You may have noticed that some of the best-ranked stations, in terms of earnings, are News/Talk stations, which rarely if ever get the highest ratings ... why? Their listeners may be fewer in number, but they have stronger relationships with those stations and their hosts, so when those hosts promote a product, they're more apt to buy it.
At some point, a long time ago, the process of placing advertising disconnected with the process of moving products and services. Until that connection happens again, you'll continue to have agencies buying on rankers ... so they can foist interruptive commercials to audiences who prefer to avoid them -- and who don't consider them relevant advertising.
Digital platforms and the Net are changing all that. Facebook, Twitter, Groupon and other tools are changing all that. In fact, just as Arbitron tries harder to generate more accurate measurements of more passive listeners, real marketing is moving to a world where reach and exposure are less important than attention. Just how many people you're reaching is less important than how many people are engaging you.
By the way, I don't blame Arbitron and I don't blame radio stations; I do blame ad agencies and their clients, because if I'm Coke ... and I want to sell Coke ... why do I want to buy advertising that doesn't sell Coke? Broadcasters can help sell Coke, but agencies are still interested more than how stations are rated than how effectively they sell Coke.
Can the Net and/or digital advertising sell Coke more effectively than traditional radio today?
I can't speak to that because it's more complicated than that. It has more to do with what you're trying to achieve online. There's no question Proctor & Gamble moved a lot marketing dollars from pure advertising to other marketing programs, but those are marketing dollars.
Radio is primarily in the business of being a repository for commercials and in generating an audience.
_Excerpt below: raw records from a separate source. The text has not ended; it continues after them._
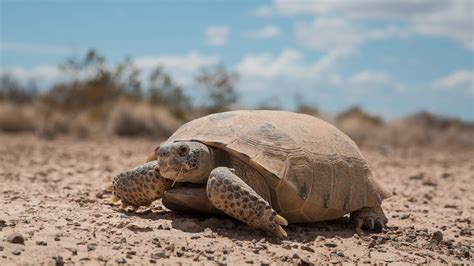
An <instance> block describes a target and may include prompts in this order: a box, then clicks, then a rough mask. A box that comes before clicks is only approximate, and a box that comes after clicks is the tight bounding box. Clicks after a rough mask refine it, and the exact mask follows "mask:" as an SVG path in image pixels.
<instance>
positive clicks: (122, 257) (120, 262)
mask: <svg viewBox="0 0 474 266" xmlns="http://www.w3.org/2000/svg"><path fill="white" fill-rule="evenodd" d="M115 262H117V263H118V264H125V263H127V260H126V259H125V258H123V257H122V258H118V259H116V260H115Z"/></svg>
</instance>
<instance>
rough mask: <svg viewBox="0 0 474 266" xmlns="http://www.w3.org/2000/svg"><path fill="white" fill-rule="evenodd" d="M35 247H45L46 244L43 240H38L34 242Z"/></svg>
mask: <svg viewBox="0 0 474 266" xmlns="http://www.w3.org/2000/svg"><path fill="white" fill-rule="evenodd" d="M36 245H38V246H47V245H48V243H47V242H46V241H43V240H38V241H36Z"/></svg>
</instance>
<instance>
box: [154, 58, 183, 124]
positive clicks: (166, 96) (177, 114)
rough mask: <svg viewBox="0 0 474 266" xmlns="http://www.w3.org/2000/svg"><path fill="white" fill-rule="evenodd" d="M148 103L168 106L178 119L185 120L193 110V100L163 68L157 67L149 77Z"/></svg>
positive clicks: (172, 112) (156, 104)
mask: <svg viewBox="0 0 474 266" xmlns="http://www.w3.org/2000/svg"><path fill="white" fill-rule="evenodd" d="M148 101H149V102H150V103H152V104H154V105H161V106H166V107H167V108H168V109H169V110H170V111H171V112H172V113H173V114H174V115H175V116H176V117H178V118H180V119H185V118H186V116H187V113H188V112H189V110H190V109H191V100H190V98H189V97H188V96H186V95H185V94H184V92H183V89H182V88H181V86H180V85H178V84H177V83H176V82H175V81H174V80H173V79H172V77H171V76H170V75H169V74H168V73H166V72H165V71H164V69H163V68H162V67H157V68H156V69H155V70H153V71H152V73H151V74H150V77H149V89H148Z"/></svg>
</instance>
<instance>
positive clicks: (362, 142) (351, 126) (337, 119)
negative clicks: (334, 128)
mask: <svg viewBox="0 0 474 266" xmlns="http://www.w3.org/2000/svg"><path fill="white" fill-rule="evenodd" d="M335 124H336V126H337V127H338V128H339V129H341V130H342V131H343V132H344V133H346V134H347V135H349V136H350V137H351V138H352V139H353V140H354V141H355V142H356V143H357V144H358V145H374V144H379V142H380V140H381V137H382V136H381V134H382V129H383V127H384V121H383V120H382V118H380V117H378V116H373V115H370V114H368V113H366V112H365V111H364V110H362V109H361V108H359V107H352V108H349V109H348V110H346V111H344V112H342V113H340V114H338V115H337V116H336V118H335Z"/></svg>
Right now, 85% of radio's revenue comes from guys who view the rankers, then place the buys. If that's the game, you're forced to play it whether you like it or not, and if the currency is Arbitron and the measuring instrument is the PPM ... so be it.
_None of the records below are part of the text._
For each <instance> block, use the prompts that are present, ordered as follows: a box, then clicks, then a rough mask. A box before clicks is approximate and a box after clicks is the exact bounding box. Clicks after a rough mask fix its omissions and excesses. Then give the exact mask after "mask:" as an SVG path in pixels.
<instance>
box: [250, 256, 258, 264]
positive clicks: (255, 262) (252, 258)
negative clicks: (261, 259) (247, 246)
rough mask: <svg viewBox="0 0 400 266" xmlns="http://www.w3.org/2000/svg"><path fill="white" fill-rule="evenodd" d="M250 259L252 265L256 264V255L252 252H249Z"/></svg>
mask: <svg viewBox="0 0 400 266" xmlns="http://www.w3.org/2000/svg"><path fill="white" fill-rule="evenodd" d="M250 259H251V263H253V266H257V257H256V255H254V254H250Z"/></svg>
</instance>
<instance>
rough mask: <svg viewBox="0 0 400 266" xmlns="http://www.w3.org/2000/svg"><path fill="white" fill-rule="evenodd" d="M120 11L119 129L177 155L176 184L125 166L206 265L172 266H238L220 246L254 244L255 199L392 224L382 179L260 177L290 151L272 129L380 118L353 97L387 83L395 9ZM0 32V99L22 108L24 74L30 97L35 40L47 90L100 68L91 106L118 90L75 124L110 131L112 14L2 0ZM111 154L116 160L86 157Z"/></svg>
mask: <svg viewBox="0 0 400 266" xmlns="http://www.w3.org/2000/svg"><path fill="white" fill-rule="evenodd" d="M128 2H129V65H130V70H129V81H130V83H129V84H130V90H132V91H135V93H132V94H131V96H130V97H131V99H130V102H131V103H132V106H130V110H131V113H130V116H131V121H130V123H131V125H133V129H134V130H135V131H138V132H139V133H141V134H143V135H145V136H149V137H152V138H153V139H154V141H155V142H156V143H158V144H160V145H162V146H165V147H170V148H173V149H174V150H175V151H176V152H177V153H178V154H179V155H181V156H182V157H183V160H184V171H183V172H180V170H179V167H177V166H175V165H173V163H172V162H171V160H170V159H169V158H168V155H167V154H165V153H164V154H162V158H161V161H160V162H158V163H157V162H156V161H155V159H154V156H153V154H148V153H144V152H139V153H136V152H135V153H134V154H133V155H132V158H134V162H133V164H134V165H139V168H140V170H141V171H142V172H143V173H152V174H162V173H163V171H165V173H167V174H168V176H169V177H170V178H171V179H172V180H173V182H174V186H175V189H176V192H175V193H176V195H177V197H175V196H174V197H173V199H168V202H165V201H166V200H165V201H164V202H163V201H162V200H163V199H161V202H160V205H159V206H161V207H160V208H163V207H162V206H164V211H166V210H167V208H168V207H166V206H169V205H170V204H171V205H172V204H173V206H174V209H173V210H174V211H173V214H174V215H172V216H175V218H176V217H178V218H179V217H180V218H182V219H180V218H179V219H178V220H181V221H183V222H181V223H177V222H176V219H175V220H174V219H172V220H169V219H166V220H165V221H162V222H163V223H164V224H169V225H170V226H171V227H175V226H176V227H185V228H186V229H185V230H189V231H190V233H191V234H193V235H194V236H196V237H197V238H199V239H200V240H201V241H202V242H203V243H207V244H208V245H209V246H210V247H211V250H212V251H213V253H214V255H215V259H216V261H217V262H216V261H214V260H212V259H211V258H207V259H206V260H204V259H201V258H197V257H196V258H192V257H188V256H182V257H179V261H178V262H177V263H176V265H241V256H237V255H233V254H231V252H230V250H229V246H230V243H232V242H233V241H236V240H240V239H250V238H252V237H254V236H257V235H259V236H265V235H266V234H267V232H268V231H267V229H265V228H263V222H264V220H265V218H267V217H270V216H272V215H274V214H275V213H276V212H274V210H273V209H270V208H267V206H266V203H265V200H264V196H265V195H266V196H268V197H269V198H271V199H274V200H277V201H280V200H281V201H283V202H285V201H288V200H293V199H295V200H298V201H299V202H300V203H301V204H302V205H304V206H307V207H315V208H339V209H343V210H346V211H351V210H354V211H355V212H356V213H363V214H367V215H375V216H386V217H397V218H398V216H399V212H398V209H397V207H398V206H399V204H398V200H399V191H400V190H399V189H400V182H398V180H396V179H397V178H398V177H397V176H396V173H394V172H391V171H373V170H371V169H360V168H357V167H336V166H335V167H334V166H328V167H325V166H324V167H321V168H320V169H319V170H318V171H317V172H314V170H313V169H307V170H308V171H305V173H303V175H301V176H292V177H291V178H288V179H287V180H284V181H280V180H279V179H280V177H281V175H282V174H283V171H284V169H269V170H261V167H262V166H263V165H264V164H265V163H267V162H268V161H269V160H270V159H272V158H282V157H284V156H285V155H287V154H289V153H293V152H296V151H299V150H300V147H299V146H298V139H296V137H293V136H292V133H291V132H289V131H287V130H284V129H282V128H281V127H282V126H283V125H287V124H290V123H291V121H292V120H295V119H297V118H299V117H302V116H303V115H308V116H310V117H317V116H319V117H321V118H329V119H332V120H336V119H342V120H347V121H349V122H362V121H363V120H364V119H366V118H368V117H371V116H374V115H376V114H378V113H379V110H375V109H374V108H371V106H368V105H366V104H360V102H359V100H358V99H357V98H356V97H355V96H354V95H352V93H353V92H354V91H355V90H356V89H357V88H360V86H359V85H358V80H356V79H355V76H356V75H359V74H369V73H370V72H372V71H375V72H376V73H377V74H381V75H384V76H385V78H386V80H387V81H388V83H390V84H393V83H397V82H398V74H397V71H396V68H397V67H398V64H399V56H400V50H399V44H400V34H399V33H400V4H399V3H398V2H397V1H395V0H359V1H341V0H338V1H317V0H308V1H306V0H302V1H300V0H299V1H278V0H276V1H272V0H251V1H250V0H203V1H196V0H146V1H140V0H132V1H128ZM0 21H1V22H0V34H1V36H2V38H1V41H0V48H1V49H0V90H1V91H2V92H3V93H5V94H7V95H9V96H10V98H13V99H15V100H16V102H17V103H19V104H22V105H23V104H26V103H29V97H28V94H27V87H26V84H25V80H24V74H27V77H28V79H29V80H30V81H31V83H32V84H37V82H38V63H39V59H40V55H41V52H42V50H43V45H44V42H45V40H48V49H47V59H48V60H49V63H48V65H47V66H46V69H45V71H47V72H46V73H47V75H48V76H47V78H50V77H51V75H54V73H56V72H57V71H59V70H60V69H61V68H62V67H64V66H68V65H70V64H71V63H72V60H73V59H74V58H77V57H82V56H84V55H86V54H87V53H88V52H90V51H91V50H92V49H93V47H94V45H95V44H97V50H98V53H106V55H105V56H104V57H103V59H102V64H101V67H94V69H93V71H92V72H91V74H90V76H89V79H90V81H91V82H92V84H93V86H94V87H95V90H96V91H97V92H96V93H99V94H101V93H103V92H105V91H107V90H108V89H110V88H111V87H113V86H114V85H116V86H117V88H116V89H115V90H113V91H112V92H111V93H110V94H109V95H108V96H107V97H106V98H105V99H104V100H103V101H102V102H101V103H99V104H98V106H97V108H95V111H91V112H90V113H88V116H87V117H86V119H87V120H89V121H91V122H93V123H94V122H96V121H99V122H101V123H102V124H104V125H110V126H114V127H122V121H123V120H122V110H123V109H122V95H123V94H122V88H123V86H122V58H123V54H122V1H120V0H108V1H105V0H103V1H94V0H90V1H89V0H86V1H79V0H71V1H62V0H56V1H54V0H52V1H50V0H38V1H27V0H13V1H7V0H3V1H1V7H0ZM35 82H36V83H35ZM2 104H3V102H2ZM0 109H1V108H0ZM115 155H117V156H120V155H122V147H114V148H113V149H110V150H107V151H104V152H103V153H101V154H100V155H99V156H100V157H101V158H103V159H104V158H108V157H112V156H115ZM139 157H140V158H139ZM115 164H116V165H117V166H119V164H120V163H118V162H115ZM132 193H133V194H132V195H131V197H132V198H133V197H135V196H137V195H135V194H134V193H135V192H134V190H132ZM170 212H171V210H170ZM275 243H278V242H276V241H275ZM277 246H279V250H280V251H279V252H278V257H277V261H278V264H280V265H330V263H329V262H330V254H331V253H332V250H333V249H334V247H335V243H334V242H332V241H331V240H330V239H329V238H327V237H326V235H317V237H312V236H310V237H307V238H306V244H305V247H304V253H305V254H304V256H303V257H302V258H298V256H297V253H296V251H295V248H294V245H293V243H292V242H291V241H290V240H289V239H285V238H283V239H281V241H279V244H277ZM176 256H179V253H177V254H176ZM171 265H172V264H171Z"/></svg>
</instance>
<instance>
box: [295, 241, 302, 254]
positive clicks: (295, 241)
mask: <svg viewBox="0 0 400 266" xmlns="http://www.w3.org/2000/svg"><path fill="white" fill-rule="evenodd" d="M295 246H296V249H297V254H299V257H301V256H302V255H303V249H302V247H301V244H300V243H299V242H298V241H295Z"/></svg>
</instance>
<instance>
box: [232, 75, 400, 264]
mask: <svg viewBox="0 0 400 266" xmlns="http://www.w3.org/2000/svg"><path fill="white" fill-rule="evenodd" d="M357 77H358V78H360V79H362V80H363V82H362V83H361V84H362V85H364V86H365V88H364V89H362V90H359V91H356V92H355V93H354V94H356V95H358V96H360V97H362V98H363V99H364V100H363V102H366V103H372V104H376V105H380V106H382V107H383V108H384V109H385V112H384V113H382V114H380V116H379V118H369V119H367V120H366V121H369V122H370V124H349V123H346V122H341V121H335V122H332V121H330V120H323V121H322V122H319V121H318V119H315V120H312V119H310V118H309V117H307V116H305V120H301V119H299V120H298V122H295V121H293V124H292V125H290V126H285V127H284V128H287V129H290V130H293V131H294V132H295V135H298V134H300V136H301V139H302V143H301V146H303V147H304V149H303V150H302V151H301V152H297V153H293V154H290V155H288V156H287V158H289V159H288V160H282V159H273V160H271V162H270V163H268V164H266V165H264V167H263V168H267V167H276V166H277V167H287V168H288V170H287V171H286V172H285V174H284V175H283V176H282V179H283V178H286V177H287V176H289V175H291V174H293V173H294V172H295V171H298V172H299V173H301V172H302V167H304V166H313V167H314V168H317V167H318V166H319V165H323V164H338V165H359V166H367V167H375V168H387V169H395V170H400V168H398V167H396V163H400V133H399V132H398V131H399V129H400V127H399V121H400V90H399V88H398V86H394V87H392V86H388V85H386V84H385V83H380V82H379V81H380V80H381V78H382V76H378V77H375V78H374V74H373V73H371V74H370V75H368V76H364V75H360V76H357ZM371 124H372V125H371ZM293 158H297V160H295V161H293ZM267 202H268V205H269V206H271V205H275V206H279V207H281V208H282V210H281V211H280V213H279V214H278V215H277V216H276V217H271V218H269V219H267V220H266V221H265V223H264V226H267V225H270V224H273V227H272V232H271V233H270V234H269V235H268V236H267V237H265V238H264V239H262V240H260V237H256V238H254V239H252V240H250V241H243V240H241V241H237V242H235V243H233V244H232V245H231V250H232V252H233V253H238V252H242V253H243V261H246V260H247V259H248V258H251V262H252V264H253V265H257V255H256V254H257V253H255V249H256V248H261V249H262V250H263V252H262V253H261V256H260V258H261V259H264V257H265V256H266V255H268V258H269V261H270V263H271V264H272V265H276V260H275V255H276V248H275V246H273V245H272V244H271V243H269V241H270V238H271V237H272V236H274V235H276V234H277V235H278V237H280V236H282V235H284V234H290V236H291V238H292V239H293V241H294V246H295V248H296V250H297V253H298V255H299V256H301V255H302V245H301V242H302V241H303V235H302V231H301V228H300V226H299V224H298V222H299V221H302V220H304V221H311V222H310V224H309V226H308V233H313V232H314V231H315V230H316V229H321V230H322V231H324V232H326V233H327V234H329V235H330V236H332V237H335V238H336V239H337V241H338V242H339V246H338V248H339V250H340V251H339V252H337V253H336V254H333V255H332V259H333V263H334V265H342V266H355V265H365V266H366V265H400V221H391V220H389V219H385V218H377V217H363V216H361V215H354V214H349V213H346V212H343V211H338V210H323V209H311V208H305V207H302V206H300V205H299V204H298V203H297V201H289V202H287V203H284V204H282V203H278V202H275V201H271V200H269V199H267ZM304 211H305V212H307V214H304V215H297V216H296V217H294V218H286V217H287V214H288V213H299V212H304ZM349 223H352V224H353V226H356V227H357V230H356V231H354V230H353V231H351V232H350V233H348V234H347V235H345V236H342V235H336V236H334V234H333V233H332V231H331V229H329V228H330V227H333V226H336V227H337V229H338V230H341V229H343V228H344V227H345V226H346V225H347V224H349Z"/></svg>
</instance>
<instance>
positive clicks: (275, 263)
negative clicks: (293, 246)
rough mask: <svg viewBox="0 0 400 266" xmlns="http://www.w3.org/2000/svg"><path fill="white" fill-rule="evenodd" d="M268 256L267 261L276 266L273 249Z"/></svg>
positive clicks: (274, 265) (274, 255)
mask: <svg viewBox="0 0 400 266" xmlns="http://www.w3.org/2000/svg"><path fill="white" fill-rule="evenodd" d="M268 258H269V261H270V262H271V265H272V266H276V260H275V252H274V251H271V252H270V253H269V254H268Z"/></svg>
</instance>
I'm not complaining about playing the game. I am saying that at some point in time, when you can show clients about how to get more people to walk in their doors because of what you can do through all your platforms ... when you can actually count those additional people, you can't tell me that won't be worth more to the clients than a station that just runs a schedule.
How much investment should a station invest in its digital/Net platforms ... and what would you counsel station management that wants a ROI sooner rather than later?
You always get what you aspire to be. Do you want to be a weekend golfer ... or a golf pro? Each requires a different level of commitment. You get what you ask for. You want to learn how to play the piano well by practicing just once a week? Good luck to that.
This totally has to do with how broadcasters see the future and the opportunities going forward. If you recognize that the 85% of the money you make from spots today will be 50% a couple years from now, you need to be on the right side on the future or be left holding the bag.
Last year Seth Godin told me something he has been saying for years -- that every radio station should know the e-mail address of all its listeners, since they already have a relationship with them. If a radio station had the e-mail address of all of its listeners, you know what you'd have? Groupon. And that's worth $8 billion now.